Infos : www.alternative-theatre.be - en France: www.reseau-to.fr
(1) Théâtre de l'opprimé, A. Boal, éd. La Découverte, 2006
Photos : ©Alternative Théâtre
S'entraîner pour sortir de l’oppression
Généralement, le théâtre de l’opprimé invite à lutter contre des oppressions : les violences (administratives, homophobes, faites aux femmes), le jugement, le rejet, le harcèlement… « Un·e opprimé·e n’est pas une victime, c’est quelqu’un qui lutte pour plus de droits, plus de libertés, mais qui n’y arrive pas », précise Sara Graetz. Que ce soit par des dispositifs de théâtre forum ou de théâtre image, les personnes se reconnectent à des situations qu’elles ont vécues ou vues. « Elles n’ont pas su agir sur le moment, car c’est très difficile, et là on leur permet de sortir de ce sentiment de culpabilité et de s'entraîner à réagir différemment, avec l’appui du collectif, explique l’animatrice. Si ça se reproduit, elles seront moins prises par la sidération. C’est puissant. En prison, une femme m’a dit : "Si je m’étais entraînée comme ça, je n’aurais pas tué mon père". »

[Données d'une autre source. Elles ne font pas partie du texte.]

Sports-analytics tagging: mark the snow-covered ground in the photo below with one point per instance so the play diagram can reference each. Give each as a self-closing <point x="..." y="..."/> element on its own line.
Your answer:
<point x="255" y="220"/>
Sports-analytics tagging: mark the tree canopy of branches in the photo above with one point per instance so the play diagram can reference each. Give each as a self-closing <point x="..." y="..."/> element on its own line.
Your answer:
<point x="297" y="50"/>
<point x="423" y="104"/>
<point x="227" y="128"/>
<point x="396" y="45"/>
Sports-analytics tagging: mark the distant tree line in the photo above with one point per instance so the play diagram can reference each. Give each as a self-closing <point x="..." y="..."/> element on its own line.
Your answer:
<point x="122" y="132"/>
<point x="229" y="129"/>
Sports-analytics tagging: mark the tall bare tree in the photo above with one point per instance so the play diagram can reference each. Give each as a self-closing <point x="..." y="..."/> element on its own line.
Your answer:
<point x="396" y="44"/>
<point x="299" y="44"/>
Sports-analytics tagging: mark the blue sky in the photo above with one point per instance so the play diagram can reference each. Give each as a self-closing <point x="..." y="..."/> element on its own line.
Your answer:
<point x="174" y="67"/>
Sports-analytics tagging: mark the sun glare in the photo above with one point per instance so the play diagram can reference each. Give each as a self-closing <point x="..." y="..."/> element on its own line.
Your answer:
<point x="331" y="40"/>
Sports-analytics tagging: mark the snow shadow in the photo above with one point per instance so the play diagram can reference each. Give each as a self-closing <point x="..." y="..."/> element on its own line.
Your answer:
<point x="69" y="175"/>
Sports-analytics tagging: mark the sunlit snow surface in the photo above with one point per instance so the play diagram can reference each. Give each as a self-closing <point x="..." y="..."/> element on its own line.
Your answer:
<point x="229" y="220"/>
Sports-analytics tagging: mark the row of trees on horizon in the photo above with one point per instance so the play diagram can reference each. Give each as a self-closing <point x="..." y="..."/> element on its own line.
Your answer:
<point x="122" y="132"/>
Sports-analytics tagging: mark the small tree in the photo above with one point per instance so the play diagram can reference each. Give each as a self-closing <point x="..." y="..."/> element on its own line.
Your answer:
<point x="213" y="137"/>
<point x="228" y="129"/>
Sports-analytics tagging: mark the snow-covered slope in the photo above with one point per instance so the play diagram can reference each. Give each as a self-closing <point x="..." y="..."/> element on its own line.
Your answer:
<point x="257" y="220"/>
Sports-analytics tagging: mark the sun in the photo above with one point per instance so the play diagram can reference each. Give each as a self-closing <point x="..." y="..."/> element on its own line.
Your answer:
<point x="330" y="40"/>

« Ça doit aussi passer par le corps »
Pour Sara Graetz, d’Alternative Théâtre, « il faut que la pensée passe par le corps pour pouvoir s’incarner, pour être testée, pour sortir du débat intellectuel. » Chez Iteco, centre de formation à la citoyenneté mondiale et solidaire, on en est convaincu. Les formateurs et formatrices se sont inspiré·es de certaines techniques du théâtre de l’opprimé, notamment dans leurs formations à l’interculturel. « Une personne explique un choc culturel qu’elle a vécu. Les participant·es rejouent la scène de la façon la plus fidèle possible », explique Chafik Allal, d’Iteco.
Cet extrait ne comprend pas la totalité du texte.